It’s not as if the collaboration between Red Arrow International and SundanceTV marks our first foray into television from Down Under. Farscape and The Almighty Johnsons aside, Cleverman, premiering June 1st on Sundance, turns any preconceived notions we might have about the show’s premise upside down and then assaults our sensibilities with a disturbing narrative of prejudice, the supernatural, and fractured families.
From the start we’re reminded that the “Aboriginal people are the longest surviving culture on Earth with 60,000 years of stories known as The Dreaming.” The Cleverman oversees this realm “inhabited by incredible creatures and spirits” and moves about the past, present, and future.
Let me be clear; this is not a light-hearted supernatural tale, and while your first inclination may be to turn away at some of the disturbing images, the characters and mysteries that weave in and out of the first two episodes negate any desire you may have to stop watching. Set in the near future, the six-episode series follows mythological beings known as Hairy People (Hairies) who have surfaced after 60,000 years and possess superhuman strength to go along with their unusual appearance. Shunned as outcasts, they make easy targets when the government struggles to find the killer in a number of mysterious murders. But therein lies one of the initial plot points – does the government even want to find the true killer, or is Geoff Matthews (Andrew MacFarlane), Minister for Immigration and Border Protection, content to allow blame to fall on the Hairies? And if they’ve been around for 60,000 years, why do they suddenly become visible six months prior?
Initially, the series follows three families as the hysteria generated by the government and the media reaches a boiling point. Boondee, (Tony Briggs) husband and father to three, is willing to shave to assimilate despite his cultural connections. Araluen (Tasma Walton) plays Boondee’s wife, and after the men, women, and children are separated by the Containment Authority, she volunteers to go with a wealthy woman saying “it doesn’t matter” what it is she’s agreeing to do. Djukara (Tysan Towney) appears as the hot-headed oldest son, imprisoned with his father, and daughter Latani (Rarriwuy Hick), like her father, is willing to attempt to blend in, but a tragic event during their apprehension has colored her view of the world. Left on her own, Latani has her faith in mankind temporarily restored.

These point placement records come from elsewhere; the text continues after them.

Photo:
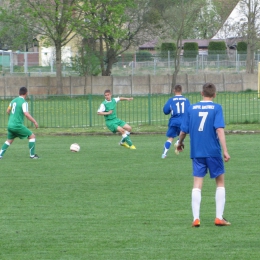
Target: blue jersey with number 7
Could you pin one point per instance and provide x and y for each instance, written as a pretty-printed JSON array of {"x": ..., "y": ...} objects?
[{"x": 201, "y": 122}]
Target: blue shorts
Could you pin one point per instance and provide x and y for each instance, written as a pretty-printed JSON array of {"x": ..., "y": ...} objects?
[
  {"x": 173, "y": 131},
  {"x": 214, "y": 165}
]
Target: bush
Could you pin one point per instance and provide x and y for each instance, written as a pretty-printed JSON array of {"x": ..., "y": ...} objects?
[
  {"x": 143, "y": 56},
  {"x": 168, "y": 47},
  {"x": 217, "y": 48},
  {"x": 191, "y": 49}
]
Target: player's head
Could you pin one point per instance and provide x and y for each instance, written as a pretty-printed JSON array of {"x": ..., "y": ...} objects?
[
  {"x": 22, "y": 91},
  {"x": 209, "y": 90},
  {"x": 107, "y": 94},
  {"x": 178, "y": 89}
]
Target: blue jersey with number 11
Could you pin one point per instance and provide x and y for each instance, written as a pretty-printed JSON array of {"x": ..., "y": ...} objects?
[
  {"x": 177, "y": 107},
  {"x": 201, "y": 122}
]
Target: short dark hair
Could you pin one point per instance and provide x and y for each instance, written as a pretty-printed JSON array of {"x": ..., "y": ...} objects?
[
  {"x": 107, "y": 91},
  {"x": 209, "y": 90},
  {"x": 23, "y": 91},
  {"x": 178, "y": 88}
]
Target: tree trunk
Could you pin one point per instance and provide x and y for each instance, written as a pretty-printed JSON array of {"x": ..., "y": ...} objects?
[
  {"x": 250, "y": 64},
  {"x": 58, "y": 69}
]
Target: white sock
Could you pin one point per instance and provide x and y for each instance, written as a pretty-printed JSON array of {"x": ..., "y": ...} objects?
[
  {"x": 195, "y": 202},
  {"x": 220, "y": 201}
]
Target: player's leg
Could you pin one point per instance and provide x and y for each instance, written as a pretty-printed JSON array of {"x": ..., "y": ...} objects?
[
  {"x": 127, "y": 129},
  {"x": 216, "y": 169},
  {"x": 125, "y": 137},
  {"x": 199, "y": 172},
  {"x": 5, "y": 146},
  {"x": 167, "y": 146},
  {"x": 23, "y": 133},
  {"x": 32, "y": 140}
]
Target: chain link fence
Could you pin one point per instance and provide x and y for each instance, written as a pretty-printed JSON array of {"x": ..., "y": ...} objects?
[{"x": 137, "y": 63}]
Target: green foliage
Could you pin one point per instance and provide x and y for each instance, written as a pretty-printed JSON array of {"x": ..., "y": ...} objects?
[
  {"x": 86, "y": 62},
  {"x": 168, "y": 47},
  {"x": 191, "y": 49},
  {"x": 217, "y": 47},
  {"x": 143, "y": 56},
  {"x": 241, "y": 47}
]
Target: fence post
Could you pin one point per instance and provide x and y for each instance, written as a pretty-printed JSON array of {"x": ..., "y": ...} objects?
[
  {"x": 90, "y": 109},
  {"x": 169, "y": 61},
  {"x": 224, "y": 82},
  {"x": 70, "y": 86},
  {"x": 149, "y": 109},
  {"x": 25, "y": 62}
]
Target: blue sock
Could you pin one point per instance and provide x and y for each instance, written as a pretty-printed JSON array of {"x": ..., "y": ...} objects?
[{"x": 167, "y": 146}]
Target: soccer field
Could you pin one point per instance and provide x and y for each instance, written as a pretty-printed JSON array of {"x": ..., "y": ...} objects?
[{"x": 109, "y": 202}]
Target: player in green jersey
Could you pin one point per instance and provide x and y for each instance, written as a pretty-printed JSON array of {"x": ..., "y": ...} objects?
[
  {"x": 17, "y": 109},
  {"x": 114, "y": 124}
]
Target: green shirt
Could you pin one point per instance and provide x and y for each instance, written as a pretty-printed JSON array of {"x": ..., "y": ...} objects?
[
  {"x": 107, "y": 106},
  {"x": 18, "y": 107}
]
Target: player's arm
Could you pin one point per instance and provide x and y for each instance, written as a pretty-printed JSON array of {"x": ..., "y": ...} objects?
[
  {"x": 167, "y": 108},
  {"x": 180, "y": 145},
  {"x": 222, "y": 140},
  {"x": 101, "y": 111},
  {"x": 27, "y": 114},
  {"x": 8, "y": 109},
  {"x": 29, "y": 117},
  {"x": 127, "y": 99}
]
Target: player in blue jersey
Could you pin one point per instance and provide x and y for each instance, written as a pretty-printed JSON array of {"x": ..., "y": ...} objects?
[
  {"x": 17, "y": 109},
  {"x": 176, "y": 106},
  {"x": 114, "y": 124},
  {"x": 204, "y": 122}
]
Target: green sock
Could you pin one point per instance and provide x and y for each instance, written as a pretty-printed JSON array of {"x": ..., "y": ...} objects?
[
  {"x": 128, "y": 140},
  {"x": 4, "y": 148},
  {"x": 32, "y": 147}
]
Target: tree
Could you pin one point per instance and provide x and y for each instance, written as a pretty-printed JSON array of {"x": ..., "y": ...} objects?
[
  {"x": 251, "y": 30},
  {"x": 114, "y": 25},
  {"x": 53, "y": 21},
  {"x": 245, "y": 26},
  {"x": 14, "y": 31},
  {"x": 179, "y": 20},
  {"x": 207, "y": 23}
]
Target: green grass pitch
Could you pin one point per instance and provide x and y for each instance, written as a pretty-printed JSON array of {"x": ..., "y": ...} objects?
[{"x": 109, "y": 202}]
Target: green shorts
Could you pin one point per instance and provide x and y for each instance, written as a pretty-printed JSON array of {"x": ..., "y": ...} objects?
[
  {"x": 114, "y": 123},
  {"x": 19, "y": 131}
]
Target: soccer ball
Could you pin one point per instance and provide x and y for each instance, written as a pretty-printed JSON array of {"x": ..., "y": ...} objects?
[{"x": 75, "y": 148}]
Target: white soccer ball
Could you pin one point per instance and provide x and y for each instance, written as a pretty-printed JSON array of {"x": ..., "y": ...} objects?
[{"x": 75, "y": 148}]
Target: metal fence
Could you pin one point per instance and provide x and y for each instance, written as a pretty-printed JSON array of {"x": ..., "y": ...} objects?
[
  {"x": 81, "y": 111},
  {"x": 32, "y": 64}
]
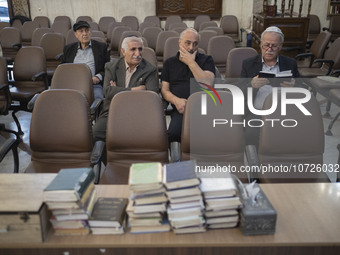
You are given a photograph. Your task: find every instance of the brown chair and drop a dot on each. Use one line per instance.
(330, 62)
(136, 133)
(53, 45)
(30, 78)
(131, 21)
(172, 19)
(222, 144)
(218, 48)
(26, 32)
(298, 146)
(60, 132)
(43, 21)
(200, 19)
(230, 26)
(316, 50)
(151, 34)
(104, 23)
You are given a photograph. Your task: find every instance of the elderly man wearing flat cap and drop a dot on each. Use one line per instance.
(90, 52)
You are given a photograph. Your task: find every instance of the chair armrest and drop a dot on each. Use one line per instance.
(329, 61)
(30, 104)
(252, 158)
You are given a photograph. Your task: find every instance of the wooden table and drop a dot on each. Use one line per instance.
(308, 223)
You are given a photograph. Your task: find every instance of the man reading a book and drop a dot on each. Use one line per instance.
(268, 62)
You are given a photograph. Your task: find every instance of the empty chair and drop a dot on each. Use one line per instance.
(43, 21)
(131, 21)
(60, 132)
(26, 32)
(172, 19)
(10, 39)
(230, 26)
(94, 25)
(171, 47)
(234, 63)
(153, 19)
(30, 78)
(218, 48)
(173, 26)
(61, 27)
(84, 18)
(203, 25)
(222, 144)
(294, 146)
(104, 23)
(205, 36)
(53, 45)
(38, 33)
(316, 51)
(63, 18)
(200, 19)
(135, 133)
(314, 28)
(151, 34)
(331, 61)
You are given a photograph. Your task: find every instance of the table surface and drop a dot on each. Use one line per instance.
(308, 215)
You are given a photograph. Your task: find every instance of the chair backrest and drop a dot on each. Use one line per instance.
(161, 39)
(203, 25)
(61, 27)
(151, 34)
(153, 19)
(200, 19)
(135, 133)
(320, 43)
(172, 19)
(282, 145)
(38, 33)
(104, 23)
(171, 47)
(131, 21)
(63, 18)
(26, 32)
(222, 144)
(84, 18)
(235, 59)
(219, 47)
(144, 25)
(230, 26)
(74, 76)
(43, 21)
(205, 36)
(60, 132)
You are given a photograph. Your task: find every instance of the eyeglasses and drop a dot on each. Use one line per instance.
(272, 46)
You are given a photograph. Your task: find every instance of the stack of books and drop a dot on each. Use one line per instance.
(108, 216)
(70, 196)
(221, 202)
(185, 199)
(147, 204)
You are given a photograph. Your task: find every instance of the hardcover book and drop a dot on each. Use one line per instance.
(69, 184)
(180, 174)
(108, 212)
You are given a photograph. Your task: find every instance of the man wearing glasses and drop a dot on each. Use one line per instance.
(269, 61)
(131, 72)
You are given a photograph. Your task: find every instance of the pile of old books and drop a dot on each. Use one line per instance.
(70, 196)
(185, 199)
(147, 204)
(108, 216)
(221, 202)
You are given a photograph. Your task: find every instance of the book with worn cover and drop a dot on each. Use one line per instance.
(180, 174)
(145, 176)
(69, 184)
(108, 212)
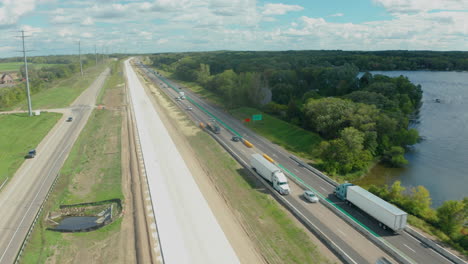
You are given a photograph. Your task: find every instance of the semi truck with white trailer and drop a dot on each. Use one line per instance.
(271, 173)
(388, 215)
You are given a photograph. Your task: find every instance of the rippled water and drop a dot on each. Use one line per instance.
(440, 161)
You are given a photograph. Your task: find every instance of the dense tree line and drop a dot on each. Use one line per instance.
(361, 119)
(450, 217)
(39, 78)
(258, 61)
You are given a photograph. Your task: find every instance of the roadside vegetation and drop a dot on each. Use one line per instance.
(361, 119)
(91, 173)
(15, 66)
(55, 82)
(347, 122)
(270, 227)
(18, 134)
(447, 222)
(293, 138)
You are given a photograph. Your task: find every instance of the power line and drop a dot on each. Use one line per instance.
(27, 76)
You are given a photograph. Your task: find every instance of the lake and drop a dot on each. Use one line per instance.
(440, 161)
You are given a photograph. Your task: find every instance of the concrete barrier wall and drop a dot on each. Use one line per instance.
(327, 241)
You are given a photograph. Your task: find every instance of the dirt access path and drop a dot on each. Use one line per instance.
(179, 130)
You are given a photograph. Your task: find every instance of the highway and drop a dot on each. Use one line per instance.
(22, 197)
(357, 246)
(187, 229)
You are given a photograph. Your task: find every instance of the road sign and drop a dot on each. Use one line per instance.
(256, 117)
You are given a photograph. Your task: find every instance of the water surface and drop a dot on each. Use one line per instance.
(440, 161)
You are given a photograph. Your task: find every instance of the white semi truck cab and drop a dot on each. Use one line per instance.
(271, 173)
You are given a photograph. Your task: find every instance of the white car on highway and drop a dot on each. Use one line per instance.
(311, 196)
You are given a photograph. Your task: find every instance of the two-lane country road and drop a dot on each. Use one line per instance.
(187, 229)
(21, 198)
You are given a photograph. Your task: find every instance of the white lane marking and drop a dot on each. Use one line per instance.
(409, 248)
(409, 235)
(341, 232)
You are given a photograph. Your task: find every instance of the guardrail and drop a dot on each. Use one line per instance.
(323, 237)
(31, 227)
(408, 229)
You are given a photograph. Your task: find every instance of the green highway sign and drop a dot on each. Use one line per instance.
(256, 117)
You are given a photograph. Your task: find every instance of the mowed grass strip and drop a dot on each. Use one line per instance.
(279, 239)
(196, 88)
(18, 134)
(293, 138)
(92, 172)
(62, 93)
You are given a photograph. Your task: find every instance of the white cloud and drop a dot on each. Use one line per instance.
(30, 30)
(12, 10)
(62, 19)
(65, 32)
(280, 9)
(162, 41)
(86, 35)
(408, 6)
(87, 22)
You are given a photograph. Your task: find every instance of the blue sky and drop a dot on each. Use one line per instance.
(56, 26)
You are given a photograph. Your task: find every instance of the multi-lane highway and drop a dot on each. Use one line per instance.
(187, 229)
(22, 197)
(353, 243)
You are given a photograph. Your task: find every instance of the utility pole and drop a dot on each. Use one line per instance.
(79, 53)
(27, 77)
(95, 53)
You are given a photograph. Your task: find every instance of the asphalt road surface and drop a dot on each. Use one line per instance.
(351, 241)
(21, 198)
(188, 231)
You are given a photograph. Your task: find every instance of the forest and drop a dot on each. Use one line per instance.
(361, 118)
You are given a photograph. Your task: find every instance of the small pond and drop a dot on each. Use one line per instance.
(77, 223)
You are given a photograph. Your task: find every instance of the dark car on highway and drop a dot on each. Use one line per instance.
(31, 154)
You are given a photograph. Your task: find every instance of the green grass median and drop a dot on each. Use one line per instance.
(293, 138)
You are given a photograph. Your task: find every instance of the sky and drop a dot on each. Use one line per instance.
(134, 26)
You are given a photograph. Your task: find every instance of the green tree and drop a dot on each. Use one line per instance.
(420, 202)
(452, 215)
(395, 157)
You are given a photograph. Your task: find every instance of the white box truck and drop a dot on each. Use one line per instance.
(271, 173)
(388, 215)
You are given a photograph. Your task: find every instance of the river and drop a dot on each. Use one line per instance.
(440, 161)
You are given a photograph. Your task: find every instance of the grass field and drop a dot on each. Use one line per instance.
(196, 88)
(18, 134)
(63, 92)
(292, 138)
(92, 172)
(278, 237)
(15, 66)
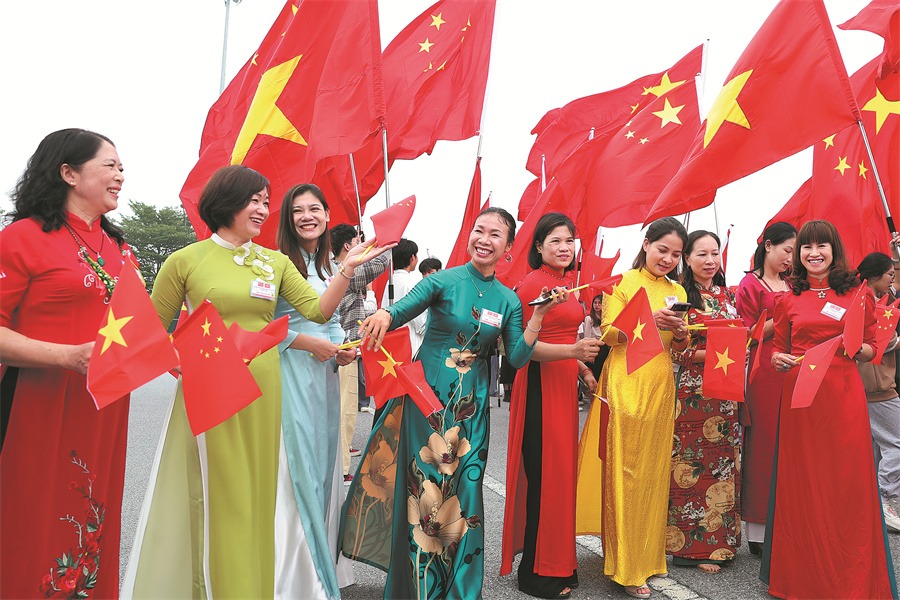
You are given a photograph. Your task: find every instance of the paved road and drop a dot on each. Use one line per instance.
(737, 581)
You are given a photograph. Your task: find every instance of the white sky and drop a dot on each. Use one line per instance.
(146, 73)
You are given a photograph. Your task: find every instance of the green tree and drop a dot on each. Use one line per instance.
(155, 233)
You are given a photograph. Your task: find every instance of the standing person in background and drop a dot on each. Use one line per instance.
(877, 270)
(352, 310)
(542, 452)
(827, 536)
(60, 456)
(704, 509)
(755, 297)
(635, 474)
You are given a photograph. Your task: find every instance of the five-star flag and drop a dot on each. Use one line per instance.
(636, 322)
(215, 381)
(786, 92)
(724, 368)
(313, 89)
(380, 368)
(132, 346)
(812, 368)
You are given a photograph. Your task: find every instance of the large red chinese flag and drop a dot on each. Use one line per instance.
(886, 318)
(636, 322)
(854, 321)
(215, 381)
(788, 90)
(380, 367)
(812, 371)
(724, 367)
(132, 347)
(412, 377)
(614, 179)
(460, 254)
(312, 89)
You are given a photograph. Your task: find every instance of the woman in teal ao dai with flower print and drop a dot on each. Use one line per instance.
(415, 506)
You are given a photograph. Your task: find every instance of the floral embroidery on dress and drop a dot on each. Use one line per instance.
(76, 571)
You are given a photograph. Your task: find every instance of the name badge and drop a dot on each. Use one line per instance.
(262, 290)
(834, 311)
(489, 317)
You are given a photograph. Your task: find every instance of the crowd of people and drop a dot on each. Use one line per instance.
(257, 507)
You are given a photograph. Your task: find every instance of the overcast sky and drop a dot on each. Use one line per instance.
(146, 73)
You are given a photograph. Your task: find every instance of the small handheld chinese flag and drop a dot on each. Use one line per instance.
(390, 223)
(724, 367)
(215, 381)
(636, 322)
(412, 377)
(380, 367)
(132, 346)
(813, 367)
(251, 344)
(886, 318)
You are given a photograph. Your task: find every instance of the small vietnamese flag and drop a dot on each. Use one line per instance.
(391, 222)
(724, 367)
(886, 317)
(854, 321)
(636, 322)
(812, 371)
(132, 347)
(215, 381)
(412, 377)
(380, 368)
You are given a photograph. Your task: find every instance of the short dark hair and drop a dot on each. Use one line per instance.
(341, 234)
(403, 252)
(429, 264)
(227, 193)
(545, 225)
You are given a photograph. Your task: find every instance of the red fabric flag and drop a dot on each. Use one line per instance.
(391, 222)
(636, 322)
(887, 316)
(812, 371)
(215, 381)
(854, 321)
(614, 179)
(562, 130)
(251, 344)
(132, 347)
(380, 367)
(312, 89)
(725, 365)
(756, 333)
(460, 254)
(412, 377)
(787, 91)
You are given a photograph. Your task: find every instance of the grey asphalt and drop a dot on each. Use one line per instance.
(736, 581)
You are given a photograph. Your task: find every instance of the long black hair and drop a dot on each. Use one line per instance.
(41, 192)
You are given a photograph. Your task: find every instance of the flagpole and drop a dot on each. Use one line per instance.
(884, 204)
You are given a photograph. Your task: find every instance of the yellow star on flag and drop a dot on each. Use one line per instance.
(726, 108)
(112, 331)
(723, 361)
(669, 114)
(842, 165)
(437, 21)
(882, 107)
(263, 117)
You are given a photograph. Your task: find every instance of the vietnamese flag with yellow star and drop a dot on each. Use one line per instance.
(787, 91)
(725, 366)
(132, 347)
(636, 322)
(380, 367)
(312, 89)
(215, 381)
(812, 368)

Though it’s probably a stretch to compare Koen West (Hunter Page-Lochard) and his older brother Waruu West (Rob Collins) to Cain and Abel, it’s clear at the start the two brothers possess radically opposing feelings about the Hairies. One runs a scam to make money by turning them over to the Containment Authority, while the other is the self appointed leader of an underground community in which both humans and Subbies (sub-human) more or less peacefully co-exist.
However, when the brothers’ Uncle Jimmy (Jack Charles) mysteriously dies, his position as Cleverman passes to one of the brothers. Clouding the issue, is Uncle Jimmy’s personal relationship with Jarrod Slade (Iain Glen – Game of Thrones) owner and CEO of Slade Enterprises, a conglomerate that includes a major television network. Nothing is earned easy in Cleverman, and we immediately wonder whether or not Uncle Jimmy chose the wrong brother and why he apparently trusted Slade.
It may be easy to dismiss Cleverman as another liberal attempt to bash the power elite who want nothing more than to remain in power at the expense of the underclass, and while there is some truth to that, show creator Ryan Griffen gives us so much more. When 71-year-old Virgil tells Latani “I know what you are, and I don’t care,” the degradation and brutality heaped on the imprisoned Hairies becomes a bit easier to bear because we suspect there is light at the end of the tunnel.
Fans of District 9 and James Cameron’s Dark Angel will recognize familiar themes, but this is by no means a rehash of tired television tropes. Our scope of reference is divided into The City and The Zone, the later houses the poor and the Hairies and requires ID to pass through the heavily guarded checkpoints. But Waruu watches over an uneasy peace between the Hairies and the destitute proving that coexistence is possible. The nobility of Waruu’s mission to get the truth to the public about the government’s mistreatment of the Hairie’s gives us pause, and it’s the continued gray area motivations of the characters that draw in the viewer.
When Virgil tells Latani, “You have to decide who it is you want to be,” we must ask ourselves the same question. And Cleverman must decide what it wants to be. Is it social commentary? Does it explore the supernatural and planes we don’t see? Does it force us to examine the dark side of human nature? Yes, it does. But as the genre television landscape continues to grow in scope and diversity, SundanceTV’s entrance into the market presents fans a show well worth the time and emotional investment. It won’t be easy, but viewers will be rewarded.